BEIJING — China’s manufacturing sector expanded at a faster pace in November, official data showed on Nov 30.
The country’s manufacturing purchasing managers’ index came in at 51.8, accelerating from 51.6 in October, according to the National Bureau of Statistics (NBS).
A reading above 50 indicates expansion, while a reading below reflects contraction.
“The data beat market expectations, and pointed to continued resilience in China’s growth headed into year-end,” said Tom Orlik, Bloomberg chief Asia economist, in a research note.
“The economy remains in a sweet spot — with policy makers facing little trade-off between the conflicting objectives of growth and deleveraging,” Orlik said.

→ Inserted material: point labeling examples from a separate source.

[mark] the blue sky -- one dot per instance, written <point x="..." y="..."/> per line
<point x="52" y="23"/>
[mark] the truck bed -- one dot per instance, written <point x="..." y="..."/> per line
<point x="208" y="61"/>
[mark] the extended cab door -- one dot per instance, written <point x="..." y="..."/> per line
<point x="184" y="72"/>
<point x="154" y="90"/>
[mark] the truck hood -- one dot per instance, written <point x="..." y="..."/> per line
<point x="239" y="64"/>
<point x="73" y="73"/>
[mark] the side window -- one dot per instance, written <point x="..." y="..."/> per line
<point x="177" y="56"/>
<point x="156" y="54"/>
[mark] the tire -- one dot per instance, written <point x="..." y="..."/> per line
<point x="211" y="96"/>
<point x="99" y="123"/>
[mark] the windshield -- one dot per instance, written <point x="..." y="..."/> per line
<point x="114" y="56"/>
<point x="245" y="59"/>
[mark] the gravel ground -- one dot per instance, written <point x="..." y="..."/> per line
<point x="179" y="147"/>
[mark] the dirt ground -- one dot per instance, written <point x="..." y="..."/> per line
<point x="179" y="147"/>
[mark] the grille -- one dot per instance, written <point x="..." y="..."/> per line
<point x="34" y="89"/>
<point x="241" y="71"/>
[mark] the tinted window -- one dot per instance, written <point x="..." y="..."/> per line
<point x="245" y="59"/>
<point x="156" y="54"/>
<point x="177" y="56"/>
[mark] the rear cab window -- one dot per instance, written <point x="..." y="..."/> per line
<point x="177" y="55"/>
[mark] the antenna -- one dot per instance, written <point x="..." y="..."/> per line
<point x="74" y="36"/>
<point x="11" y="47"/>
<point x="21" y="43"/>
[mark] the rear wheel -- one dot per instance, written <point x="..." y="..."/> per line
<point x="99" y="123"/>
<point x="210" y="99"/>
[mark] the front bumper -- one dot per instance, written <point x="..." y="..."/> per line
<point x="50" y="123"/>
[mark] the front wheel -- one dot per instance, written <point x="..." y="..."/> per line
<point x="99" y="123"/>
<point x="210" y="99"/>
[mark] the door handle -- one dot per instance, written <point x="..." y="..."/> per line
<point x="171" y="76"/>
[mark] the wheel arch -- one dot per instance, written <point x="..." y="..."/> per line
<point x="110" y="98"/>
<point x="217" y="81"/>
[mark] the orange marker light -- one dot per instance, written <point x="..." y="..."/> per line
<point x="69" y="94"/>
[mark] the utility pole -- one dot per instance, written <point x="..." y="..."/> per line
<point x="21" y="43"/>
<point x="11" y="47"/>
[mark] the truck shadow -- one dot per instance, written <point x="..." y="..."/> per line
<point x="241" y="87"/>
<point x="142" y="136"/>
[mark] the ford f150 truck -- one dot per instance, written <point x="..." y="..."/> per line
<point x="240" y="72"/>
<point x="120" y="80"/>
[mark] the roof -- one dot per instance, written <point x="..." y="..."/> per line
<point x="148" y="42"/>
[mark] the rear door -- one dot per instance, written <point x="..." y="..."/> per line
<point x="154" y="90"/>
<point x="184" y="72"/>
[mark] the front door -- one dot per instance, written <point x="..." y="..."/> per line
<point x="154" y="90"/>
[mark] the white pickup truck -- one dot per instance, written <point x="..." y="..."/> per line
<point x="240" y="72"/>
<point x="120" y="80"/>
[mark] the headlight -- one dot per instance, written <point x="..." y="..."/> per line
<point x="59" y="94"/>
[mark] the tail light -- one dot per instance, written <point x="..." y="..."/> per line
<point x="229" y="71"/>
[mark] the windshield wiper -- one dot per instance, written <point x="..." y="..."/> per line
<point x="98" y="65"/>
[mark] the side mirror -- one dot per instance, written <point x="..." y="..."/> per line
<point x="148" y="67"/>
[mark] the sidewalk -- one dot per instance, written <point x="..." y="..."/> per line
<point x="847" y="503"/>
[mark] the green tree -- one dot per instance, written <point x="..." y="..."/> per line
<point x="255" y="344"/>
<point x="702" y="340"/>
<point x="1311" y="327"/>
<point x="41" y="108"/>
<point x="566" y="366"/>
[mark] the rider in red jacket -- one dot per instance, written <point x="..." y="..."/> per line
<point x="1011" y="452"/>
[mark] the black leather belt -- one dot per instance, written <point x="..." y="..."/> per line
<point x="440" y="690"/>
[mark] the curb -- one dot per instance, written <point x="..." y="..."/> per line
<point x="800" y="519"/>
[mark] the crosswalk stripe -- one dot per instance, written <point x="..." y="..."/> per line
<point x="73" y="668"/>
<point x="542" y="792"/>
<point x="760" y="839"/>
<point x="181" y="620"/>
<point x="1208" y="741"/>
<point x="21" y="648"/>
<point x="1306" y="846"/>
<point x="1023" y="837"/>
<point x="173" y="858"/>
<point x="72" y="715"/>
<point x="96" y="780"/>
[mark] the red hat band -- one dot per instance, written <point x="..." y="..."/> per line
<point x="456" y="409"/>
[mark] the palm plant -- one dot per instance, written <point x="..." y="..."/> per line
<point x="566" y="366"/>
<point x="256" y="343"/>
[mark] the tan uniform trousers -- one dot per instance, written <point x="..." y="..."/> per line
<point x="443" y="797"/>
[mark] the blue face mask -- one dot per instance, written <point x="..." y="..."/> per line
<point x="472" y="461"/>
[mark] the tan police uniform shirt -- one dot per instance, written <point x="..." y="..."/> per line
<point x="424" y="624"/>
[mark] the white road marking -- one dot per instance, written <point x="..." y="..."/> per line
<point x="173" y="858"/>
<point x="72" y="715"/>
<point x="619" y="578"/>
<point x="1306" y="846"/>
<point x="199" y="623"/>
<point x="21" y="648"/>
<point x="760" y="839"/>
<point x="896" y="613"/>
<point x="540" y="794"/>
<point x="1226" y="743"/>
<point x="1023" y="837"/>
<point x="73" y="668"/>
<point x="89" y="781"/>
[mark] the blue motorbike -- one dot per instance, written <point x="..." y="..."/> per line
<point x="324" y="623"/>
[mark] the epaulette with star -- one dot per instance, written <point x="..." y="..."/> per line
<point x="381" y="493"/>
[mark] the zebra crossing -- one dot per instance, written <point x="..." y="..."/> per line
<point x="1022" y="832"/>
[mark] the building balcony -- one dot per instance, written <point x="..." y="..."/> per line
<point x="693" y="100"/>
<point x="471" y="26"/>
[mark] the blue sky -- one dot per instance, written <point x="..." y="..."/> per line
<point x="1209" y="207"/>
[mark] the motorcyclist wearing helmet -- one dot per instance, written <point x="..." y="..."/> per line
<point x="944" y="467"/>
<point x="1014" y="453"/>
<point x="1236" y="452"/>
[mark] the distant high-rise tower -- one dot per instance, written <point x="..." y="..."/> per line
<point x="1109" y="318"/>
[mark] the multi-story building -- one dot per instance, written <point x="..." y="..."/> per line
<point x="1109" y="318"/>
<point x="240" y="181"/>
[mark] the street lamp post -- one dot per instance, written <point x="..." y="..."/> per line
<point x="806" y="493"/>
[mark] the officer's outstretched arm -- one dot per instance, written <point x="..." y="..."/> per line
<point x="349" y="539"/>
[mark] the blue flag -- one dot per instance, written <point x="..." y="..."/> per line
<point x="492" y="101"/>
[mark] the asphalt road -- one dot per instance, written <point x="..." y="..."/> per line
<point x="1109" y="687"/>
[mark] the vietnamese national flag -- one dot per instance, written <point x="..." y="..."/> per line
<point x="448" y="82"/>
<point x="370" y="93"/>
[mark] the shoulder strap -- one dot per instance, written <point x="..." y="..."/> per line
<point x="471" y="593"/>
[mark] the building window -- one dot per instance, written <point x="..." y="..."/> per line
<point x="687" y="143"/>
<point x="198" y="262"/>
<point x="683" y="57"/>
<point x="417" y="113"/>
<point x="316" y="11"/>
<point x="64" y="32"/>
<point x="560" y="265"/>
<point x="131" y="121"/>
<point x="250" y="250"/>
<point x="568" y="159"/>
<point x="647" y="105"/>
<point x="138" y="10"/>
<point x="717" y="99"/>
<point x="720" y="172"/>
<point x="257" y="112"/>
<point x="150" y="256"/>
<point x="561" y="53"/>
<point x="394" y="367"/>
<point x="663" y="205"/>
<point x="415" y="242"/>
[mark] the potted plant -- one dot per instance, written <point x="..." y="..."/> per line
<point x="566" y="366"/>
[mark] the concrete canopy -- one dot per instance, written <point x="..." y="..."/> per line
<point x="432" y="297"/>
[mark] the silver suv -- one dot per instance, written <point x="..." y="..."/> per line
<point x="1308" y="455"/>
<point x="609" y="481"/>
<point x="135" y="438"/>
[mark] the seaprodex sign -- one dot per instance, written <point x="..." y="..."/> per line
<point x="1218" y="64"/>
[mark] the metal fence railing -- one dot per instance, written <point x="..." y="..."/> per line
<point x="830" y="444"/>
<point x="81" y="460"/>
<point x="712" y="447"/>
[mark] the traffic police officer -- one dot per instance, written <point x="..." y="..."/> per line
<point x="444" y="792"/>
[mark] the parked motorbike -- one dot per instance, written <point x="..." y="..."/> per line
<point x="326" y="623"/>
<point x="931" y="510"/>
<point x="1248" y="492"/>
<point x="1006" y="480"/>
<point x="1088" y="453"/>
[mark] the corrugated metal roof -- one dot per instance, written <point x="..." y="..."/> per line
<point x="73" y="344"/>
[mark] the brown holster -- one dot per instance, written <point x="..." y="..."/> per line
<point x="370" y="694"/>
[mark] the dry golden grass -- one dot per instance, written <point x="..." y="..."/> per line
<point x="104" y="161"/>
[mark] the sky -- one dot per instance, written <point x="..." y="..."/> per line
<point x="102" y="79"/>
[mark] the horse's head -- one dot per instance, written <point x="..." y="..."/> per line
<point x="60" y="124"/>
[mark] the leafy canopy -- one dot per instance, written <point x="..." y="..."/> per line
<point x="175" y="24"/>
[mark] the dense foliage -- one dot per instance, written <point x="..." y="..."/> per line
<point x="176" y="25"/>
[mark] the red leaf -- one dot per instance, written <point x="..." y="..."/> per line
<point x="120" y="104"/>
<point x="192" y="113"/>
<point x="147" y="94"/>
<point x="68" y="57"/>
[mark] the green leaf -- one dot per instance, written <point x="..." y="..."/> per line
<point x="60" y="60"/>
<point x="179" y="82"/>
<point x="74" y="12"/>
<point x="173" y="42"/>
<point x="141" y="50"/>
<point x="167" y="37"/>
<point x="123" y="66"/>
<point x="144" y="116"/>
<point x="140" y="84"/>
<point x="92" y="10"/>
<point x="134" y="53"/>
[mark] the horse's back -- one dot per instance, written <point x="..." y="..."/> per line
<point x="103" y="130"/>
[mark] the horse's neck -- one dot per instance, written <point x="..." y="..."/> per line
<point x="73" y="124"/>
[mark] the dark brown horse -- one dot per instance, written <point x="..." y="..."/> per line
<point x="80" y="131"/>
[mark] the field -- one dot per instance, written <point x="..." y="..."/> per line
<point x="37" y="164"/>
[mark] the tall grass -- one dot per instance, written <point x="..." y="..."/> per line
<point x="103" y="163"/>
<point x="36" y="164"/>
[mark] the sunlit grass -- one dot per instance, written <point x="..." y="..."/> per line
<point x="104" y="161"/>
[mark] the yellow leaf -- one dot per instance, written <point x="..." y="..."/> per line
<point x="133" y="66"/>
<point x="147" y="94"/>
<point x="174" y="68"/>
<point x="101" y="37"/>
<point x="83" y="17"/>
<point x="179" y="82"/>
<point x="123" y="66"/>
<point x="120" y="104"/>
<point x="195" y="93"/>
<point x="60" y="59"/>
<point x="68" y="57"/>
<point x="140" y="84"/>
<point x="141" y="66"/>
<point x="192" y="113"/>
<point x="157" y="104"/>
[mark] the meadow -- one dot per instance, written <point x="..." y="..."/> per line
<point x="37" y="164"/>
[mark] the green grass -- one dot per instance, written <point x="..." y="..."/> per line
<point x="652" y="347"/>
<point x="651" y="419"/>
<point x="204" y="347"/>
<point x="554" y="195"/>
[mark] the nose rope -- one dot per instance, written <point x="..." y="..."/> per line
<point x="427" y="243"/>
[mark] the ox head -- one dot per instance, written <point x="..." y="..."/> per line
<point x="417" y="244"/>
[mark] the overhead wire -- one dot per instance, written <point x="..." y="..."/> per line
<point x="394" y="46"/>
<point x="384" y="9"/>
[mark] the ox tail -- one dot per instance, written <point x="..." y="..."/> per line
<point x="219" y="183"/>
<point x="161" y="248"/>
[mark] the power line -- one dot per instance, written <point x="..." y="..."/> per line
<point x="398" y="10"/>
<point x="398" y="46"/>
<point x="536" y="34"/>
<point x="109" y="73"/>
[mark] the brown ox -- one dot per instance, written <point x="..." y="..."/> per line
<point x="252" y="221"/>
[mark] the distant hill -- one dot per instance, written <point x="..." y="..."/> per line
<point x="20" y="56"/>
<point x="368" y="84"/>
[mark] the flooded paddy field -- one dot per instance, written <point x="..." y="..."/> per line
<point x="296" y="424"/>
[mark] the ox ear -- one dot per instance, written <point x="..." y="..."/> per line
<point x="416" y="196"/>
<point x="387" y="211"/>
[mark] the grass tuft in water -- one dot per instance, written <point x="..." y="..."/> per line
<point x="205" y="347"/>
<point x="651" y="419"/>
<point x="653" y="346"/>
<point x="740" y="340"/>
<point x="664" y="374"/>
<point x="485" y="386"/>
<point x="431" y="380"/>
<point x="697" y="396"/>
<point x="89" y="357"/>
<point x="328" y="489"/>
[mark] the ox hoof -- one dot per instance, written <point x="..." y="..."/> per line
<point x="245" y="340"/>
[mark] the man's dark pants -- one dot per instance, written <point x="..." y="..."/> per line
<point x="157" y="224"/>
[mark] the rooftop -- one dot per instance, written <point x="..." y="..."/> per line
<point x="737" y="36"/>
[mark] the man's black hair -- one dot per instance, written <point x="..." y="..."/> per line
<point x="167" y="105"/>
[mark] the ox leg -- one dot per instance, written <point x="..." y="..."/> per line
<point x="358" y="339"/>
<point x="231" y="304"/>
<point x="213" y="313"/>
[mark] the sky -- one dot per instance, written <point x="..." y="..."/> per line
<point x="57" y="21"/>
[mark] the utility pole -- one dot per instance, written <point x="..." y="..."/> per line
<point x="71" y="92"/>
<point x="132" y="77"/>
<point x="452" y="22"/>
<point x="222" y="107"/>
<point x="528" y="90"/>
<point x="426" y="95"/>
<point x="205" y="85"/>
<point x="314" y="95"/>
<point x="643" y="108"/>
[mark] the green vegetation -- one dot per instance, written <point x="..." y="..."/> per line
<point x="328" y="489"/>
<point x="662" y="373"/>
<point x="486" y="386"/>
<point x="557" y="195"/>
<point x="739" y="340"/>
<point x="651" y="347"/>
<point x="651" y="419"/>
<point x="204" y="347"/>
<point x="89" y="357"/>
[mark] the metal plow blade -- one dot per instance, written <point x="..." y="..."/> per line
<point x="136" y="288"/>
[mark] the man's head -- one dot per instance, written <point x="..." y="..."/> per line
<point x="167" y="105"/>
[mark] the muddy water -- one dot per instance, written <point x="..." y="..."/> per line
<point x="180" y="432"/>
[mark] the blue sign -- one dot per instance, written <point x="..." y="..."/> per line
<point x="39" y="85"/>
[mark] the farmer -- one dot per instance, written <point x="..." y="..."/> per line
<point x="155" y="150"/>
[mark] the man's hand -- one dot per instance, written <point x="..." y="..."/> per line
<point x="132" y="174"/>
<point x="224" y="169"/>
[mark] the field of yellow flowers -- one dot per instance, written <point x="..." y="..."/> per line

Sub-indices for production and new orders came in at 54.3 and 53.6, respectively, up from 53.4 and 52.9 last month, indicating accelerated growth in both supply and demand, according to NBS senior statistician Zhao Qinghe.
Companies were more willing to buy, as the sub-index for purchase volume surged to 53.5, the second highest reading this year.
Equipment manufacturing and high-tech manufacturing continued robust growth, with the sub-indices coming in at 52.9 and 53.2 respectively, suggesting improved industrial structure.
External demand bounced back, with the sub-index for new export orders edging up to 50.8 from 50.1 in October.
China’s manufacturing PMI has been in positive territory for 16 consecutive months.
The NBS data also showed that China’s non-manufacturing sector expanded faster in November, with non-manufacturing PMI coming in at 54.8 in November, up from 54.3 in October.